Some of us belong to the Food and Drug Law Institute. One benefit of FDLI membership is a daily newsletter on FDA-related issues. The other day that newsletter’s top two links were both COVID-19 related – and we found both of them concerning.
The first item the newsletter featured was this story on “The Hill” entitled “Fauci: ‘I seriously doubt’ Russia’s coronavirus vaccine is safe and effective.” It’s concerning because that’s not at all what Dr. Fauci actually said – and that matters. His actual quote, from a longer interview you can watch here, is “Having a vaccine and proving that a vaccine is safe and effective are two different things.” So Dr. Fauci didn’t “seriously doubt” whether the Russian “Sputnik V” vaccine (“SVV”) was safe and effective. Rather, he questioned, quite rightly, if that vaccine had been “proven” safe and effective.
It has’t. But….
Prescription medical products frequently turn out to be safe and effective without having been “proven” to be that way. That’s what off-label use is all about. By definition, off-label use has not been “proven” to be safe and effective, at least not to the FDA’s demanding standards, but nonetheless off-label use is frequently considered by physicians to represent the medical standard of care. That means, among other things, that it can be malpractice not to use a product off label where doing so is the accepted standard of care. We’ve discussed this “proven” issue a decade ago, when we criticized plaintiffs (and an occasional court) for trying to flip the burden of proof by arguing that defendants have to “prove” their products’ safety, when the common law (as opposed to the FDCA) imposes that burden on plaintiffs. So medical products can work just fine without having been “proven.” It’s not illegal; it’s not a tort; and it happens all the time.
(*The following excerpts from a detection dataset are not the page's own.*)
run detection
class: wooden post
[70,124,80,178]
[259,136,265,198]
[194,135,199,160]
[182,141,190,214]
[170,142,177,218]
As one of our favorite non-legal bloggers, Skeptical Raptor, has detailed, what the Russians are doing massively violates generally accepted medical ethics. They have completed only “Phase I” trials, meaning that a small population (here, 38 people) has received the product, it has no immediately disqualifying adverse effects, and it might work. However, that “phase I trial only included the researchers who developed the vaccine,” which is an immediate red flag. Id. This kind of self-testing creates huge potential for bias:
[I]t’s the epitome of bias is having the researchers research themselves. They, of course, want the vaccine to work and to be safe, so they’ll overlook anything to make that happen. And that, my friends, is why it’s no longer ethical to use oneself as an experimental subject.
In everywhere but Russia, Phase I is only the beginning. The various developers of dozens of would-be COVID-19 vaccines elsewhere are undertaking large (many thousands of participants) Phase III clinical trials, to do precisely what Dr. Fauci advocates – prove (or disprove) their products’ safety and effectiveness.
Russia has decided to skip that step and essentially use the country’s population as guinea pigs for SVV. It’s entirely possible that Sputnik V will turn out to be Chernobyl II – a disaster that will discredit both Russia’s COVID response and its broader scientific reputation.
But what if it doesn’t? What if, like many off-label uses of prescription medical products, SVV actually works? Not every cut corner, no matter how brazen, results in a head-on collision.
That brings us to the second COVID-19 article that FDLI’s update had for us, a Reuters piece entitled “U.S.’s Azar says any U.S. vaccine would be shared once U.S. needs met.” Apparently Health Secretary Azar made some “America first”-type statements recently in Taiwan:
“Our first priority of course is to develop and produce enough quantity of safe and effective FDA-approved vaccines and therapeutics for use in the United States,” Azar told reporters while on a visit to Taiwan.
Id. Only “once those needs are satisfied, [would] those products . . . be available in the world community.” Id. In other words, the devil take the hindmost.
But Secretary Azar’s comments assume American medical autarky. An American company may well not produce the first safe and effective COVID-19 vaccine. It could be the Russians, if their extremely risky decision to release the scientifically unproven CVV in fact bears fruit. Or it could be one of the other “more than 200,” COVID-19 vaccine candidates from around the world that this article mentions in passing, many of which are being pursued by overseas companies. If the United States is not willing to share our breakthroughs with anyone else until all our needs are satisfied, we should not expect the Russians or anyone else to do us any favors, if some other country’s efforts grab the brass ring first. Force majeure is a two-way street, and it could result in the United States not having timely access to a safe and effective COVID-19 vaccine first developed overseas.